S

Second Name

Una mattina come tante altre, Theodore Logan parcheggia la sua automobile al lato di una strada che attraversa un bosco e si spara un colpo alla tempia pronunciando la frase «Buon compleanno Didi». La figlia venticinquenne Daniella (Didi) rimane sconvolta dalla morte inaspettata e apparentemente immotivata del padre cui era legata da profondo affetto. Quando la tomba viene profanata e il cadavere di Theodore violato, Daniella prende la decisione più importante della sua vita: inizia a indagare sulle misteriose circostanze del suicidio del padre.
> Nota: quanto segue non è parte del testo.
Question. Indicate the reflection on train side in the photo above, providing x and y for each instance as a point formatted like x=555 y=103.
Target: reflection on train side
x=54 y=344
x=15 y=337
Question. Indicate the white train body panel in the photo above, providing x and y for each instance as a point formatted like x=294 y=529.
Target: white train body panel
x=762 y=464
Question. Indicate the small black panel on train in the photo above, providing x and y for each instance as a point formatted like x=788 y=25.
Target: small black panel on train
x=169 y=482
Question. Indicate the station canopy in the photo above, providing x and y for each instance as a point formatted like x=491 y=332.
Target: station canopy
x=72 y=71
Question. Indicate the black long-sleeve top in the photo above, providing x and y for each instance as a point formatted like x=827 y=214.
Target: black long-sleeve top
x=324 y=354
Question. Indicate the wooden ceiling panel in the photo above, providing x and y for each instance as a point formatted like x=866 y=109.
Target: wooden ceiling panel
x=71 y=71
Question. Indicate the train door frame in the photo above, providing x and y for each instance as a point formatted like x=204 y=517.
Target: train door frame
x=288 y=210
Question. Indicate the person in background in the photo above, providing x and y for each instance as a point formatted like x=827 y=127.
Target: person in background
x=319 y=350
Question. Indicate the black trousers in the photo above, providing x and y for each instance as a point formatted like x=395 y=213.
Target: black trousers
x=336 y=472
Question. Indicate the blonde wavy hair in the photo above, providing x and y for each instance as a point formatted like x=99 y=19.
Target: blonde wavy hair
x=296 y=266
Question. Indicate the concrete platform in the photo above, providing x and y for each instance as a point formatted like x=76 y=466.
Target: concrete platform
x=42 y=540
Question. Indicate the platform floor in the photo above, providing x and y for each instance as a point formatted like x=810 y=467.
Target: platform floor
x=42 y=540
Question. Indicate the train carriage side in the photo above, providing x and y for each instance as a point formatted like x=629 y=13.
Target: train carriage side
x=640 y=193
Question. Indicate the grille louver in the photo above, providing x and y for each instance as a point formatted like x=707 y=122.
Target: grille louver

La sua investigazione si trasformerà gradualmente in un labirinto pericoloso nel quale si intrecciano religione, intrigo e morte. Didi entrerà in contatto con un mondo a lei sconosciuto ma nel quale, inconsapevolmente, è sempre vissuta. Sarà proprio questa scoperta a sconvolgerle per sempre l’esistenza.

Tratto dal romanzo
The Pact Of The Father
di Ramsey Campbell,
Second Name
è la seconda opera del giovane regista spagnolo Francisco
Paco
Plaza. Nella prima,
Abuelitos,
mescolava fantastico e noir. E al noir si torna con la vicenda della giovane Daniella alle prese con un mistero che di fantastico non ha niente ma che affonda le sue radici nella normalità di una comunità apparentemente tranquilla, annidandosi nelle cose e nelle persone che la ragazza più ama. Il canovaccio è un classico dagli ingredienti piuttosto prevedibili: atmosfere e ambientazioni fredde, quasi asettiche, colori molto scuri (la notte sembra non finire mai) e musica gotica. La protagonista entra in un universo di scritture codificate, di profezie che devono avverarsi, di sacrifici umani e sette segrete. Tutte riprese palesemente dal filone generato nel 1995 dal cult
Se7en
di David Fincher. Ma se nella prima mezz’ora lo spettatore si immerge in una serie di scene in cui è difficile distinguere il confine tra la paranoia e la realtà, nel corso del film perde l’iniziale interesse, intuendo «come va a finire» anche a causa di indizi un po’ troppo didascalici. Il rimando al capolavoro polanskiano
Rosemary’s Baby
è evidente, innanzitutto nel graduale svelarsi di un complotto ordito da un gruppo di persone apparentemente innocue e in secondo luogo nella presa di coscienza da parte della protagonista della «farsa» sino a quel momento vissuta. Daniella rilegge tutta la sua esistenza alla luce ambigua e torbida di eventi passati di cui non sospettava nulla e intraprende un percorso che la condurrà al confine della follia. Nulla di più simile alla trasformazione dell’innocente Mia Farrow-Rosemary che affrontava, dopo un’ineludibile presa di coscienza, un’allucinante maternità. Ma nella lettura di Polanski l’accettazione della convivenza con il male era una scelta obbligata, mentre Plaza pone la questione in termini diversi. È giusto accettare il compromesso o è meglio rimanere fedeli a se stessi anche a costo di perdere tutto (senno compreso)? La risposta è tutta nel finale che non lascia molte vie d’uscita.